In the Electronic Recruiting business, the providers are:

  • Public Job Boards
    • Stand Alone
    • Networks
    • Niche Specific
    • Part of a Larger Organization
  • Software/Service Providers (One Size Fits All)
    • Job Boards
    • Advertising Distribution Services
    • Back End Automation (Resume Management)
    • Robot and Spider Providers
    • Vendor Management (for Integrating Agencies, Job Boards and Third Party Firms)
  • Advertising Agencies
  • Network Integrators
Datamain represents the emergence of the next generation category: Customized Design Services. They are not a graphics shop. Rather, armed with a toolkit of modular applications and extraordinary programming talent, Datamain delivers fully customized, customer specific applications that can run the gamut from simple Job Board installation to talent management. With a solid arsenal of working components, Datamain engineers complete Recruiting Solutions.

The core, fully developed modules range from a Profiling and profile management system to skills acquisition/management. We've seen working versions of a "360 degree feedback system" which is used as a part of an outsourcing operation to help candidates determine the next steps in their career using feedback from a number of peers. Modules include on the fly polling, privacy management (for public job boards), server optimization, embedded free email, Resume Creation tools and the best working skills extraction system on the market.

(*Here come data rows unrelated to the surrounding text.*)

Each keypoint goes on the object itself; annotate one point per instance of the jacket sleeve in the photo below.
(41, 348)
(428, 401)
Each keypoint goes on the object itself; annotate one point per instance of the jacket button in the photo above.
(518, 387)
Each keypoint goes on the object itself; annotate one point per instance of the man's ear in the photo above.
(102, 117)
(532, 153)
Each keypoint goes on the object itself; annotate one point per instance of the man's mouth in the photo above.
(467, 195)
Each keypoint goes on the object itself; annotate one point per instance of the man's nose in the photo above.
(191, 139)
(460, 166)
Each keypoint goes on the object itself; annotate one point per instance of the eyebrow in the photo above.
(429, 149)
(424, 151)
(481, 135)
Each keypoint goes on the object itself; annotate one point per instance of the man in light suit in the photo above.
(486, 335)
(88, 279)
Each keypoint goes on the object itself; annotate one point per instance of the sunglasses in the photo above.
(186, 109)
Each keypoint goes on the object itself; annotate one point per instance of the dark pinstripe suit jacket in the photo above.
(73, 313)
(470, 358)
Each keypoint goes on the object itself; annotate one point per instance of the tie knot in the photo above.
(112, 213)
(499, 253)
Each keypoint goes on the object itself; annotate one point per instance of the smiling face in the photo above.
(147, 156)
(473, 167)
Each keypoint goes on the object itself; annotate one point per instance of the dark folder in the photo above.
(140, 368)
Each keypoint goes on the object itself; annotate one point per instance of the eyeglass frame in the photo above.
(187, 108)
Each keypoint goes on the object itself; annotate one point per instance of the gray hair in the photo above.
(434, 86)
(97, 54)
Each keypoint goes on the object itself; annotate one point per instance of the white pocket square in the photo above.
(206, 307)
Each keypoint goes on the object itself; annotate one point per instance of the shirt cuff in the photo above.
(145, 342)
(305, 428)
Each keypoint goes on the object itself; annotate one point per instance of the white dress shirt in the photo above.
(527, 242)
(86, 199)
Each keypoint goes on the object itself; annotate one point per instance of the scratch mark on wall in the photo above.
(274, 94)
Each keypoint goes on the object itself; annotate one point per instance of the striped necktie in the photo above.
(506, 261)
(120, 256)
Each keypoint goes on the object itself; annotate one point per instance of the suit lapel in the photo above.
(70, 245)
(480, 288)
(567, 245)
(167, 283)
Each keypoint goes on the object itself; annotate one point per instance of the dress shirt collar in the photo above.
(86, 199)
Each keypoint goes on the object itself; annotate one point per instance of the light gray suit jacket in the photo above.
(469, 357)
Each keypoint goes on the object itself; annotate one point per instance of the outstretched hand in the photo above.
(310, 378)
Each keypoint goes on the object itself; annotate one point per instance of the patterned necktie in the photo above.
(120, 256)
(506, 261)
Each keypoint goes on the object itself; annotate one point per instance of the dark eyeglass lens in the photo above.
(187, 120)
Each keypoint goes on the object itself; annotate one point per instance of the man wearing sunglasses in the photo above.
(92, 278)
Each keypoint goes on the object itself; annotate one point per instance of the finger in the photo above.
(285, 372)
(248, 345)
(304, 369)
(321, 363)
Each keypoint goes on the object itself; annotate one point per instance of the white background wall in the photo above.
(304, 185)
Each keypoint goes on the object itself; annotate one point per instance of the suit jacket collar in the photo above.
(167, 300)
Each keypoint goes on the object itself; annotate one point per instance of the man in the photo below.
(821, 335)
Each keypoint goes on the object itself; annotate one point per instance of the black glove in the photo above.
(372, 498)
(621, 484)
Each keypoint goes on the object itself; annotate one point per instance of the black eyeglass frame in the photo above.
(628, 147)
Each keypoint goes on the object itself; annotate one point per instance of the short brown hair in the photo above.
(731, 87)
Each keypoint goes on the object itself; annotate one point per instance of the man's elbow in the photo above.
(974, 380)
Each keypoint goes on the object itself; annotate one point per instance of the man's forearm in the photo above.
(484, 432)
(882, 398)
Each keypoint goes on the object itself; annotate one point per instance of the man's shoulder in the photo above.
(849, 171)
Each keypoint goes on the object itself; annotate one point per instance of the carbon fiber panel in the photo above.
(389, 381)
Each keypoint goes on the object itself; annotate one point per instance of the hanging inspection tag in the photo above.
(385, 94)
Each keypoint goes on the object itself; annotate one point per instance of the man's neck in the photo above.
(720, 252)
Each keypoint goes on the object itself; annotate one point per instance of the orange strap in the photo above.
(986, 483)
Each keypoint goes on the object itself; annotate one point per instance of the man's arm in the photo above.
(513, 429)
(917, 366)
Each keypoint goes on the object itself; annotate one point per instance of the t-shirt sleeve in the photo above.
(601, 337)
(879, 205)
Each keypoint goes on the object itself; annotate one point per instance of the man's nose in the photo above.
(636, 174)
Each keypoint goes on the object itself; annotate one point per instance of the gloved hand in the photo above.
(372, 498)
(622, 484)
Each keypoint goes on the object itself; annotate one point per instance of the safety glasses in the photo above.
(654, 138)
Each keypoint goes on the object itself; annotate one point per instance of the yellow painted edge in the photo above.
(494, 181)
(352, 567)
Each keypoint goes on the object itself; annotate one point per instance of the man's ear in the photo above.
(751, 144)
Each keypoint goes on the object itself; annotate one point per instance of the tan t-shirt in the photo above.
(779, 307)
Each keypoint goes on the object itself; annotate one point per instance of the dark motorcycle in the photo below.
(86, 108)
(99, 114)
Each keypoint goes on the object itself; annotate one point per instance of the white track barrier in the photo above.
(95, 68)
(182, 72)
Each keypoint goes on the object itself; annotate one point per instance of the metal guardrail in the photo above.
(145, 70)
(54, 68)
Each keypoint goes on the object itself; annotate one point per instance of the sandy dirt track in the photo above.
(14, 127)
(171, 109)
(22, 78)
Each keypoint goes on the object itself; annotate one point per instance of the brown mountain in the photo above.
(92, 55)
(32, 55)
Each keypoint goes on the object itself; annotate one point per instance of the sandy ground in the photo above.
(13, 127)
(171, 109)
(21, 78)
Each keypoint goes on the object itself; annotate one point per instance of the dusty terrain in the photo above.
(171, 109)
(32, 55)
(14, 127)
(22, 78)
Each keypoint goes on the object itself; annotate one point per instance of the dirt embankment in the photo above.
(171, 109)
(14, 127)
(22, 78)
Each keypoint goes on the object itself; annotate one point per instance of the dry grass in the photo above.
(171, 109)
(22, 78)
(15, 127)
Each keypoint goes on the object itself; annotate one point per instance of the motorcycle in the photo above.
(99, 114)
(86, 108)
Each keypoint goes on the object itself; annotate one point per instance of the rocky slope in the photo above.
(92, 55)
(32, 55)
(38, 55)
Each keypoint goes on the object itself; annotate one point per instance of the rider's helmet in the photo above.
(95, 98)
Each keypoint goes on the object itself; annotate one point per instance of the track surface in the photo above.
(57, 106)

As an example, the skills extraction module takes a resume (submitted electronically) and parses the language in the resume into predetermined skills categories. This allows a Recruiter to easily determine the "fit" of a particular candidate by restating the resume in the terms of the job ad.

In another on the fly demonstration, we were asked to pick three companies at random (we chose Intel and Lucent). Within 45 minutes, we were presented with a fully spidered, easy to read (web ready) full set of each companies job postings. In other words, Datamain has, on the shelf, a working version of the same technology that is driving WebHire and CareerCast to such extraordinary heights.

Doing business with Datamain involves a level of sophistication that is somewhat uncommon in the market. As a next generation provider of customized solutions, they work with customers who can clearly articulate their requirements. Rather than "shrink-wrapped pricing" (like the rest of the market, the Datamain approach involves standard software design techniques. The first step is a (paid) requirements analysis process involving Datamain engineers and the customer team. Their goal is to solve business problems, not to deliver preconfigured, one size fits all solutions.

This means that their customers tend to be aggressive competitors who want more than the industry equivalent of a "rack suit". With a strong, large team and five years of experience in the industry, we're betting that Datamain will emerge as a leader in the next generation. Given their heavy emphasis on profiling techniques and customized design, they are the best choice for a company looking to offer a clear, distinctly different interface for candidates that simultaneously solves the various administrative problems faced by HR and Recruiting Departments.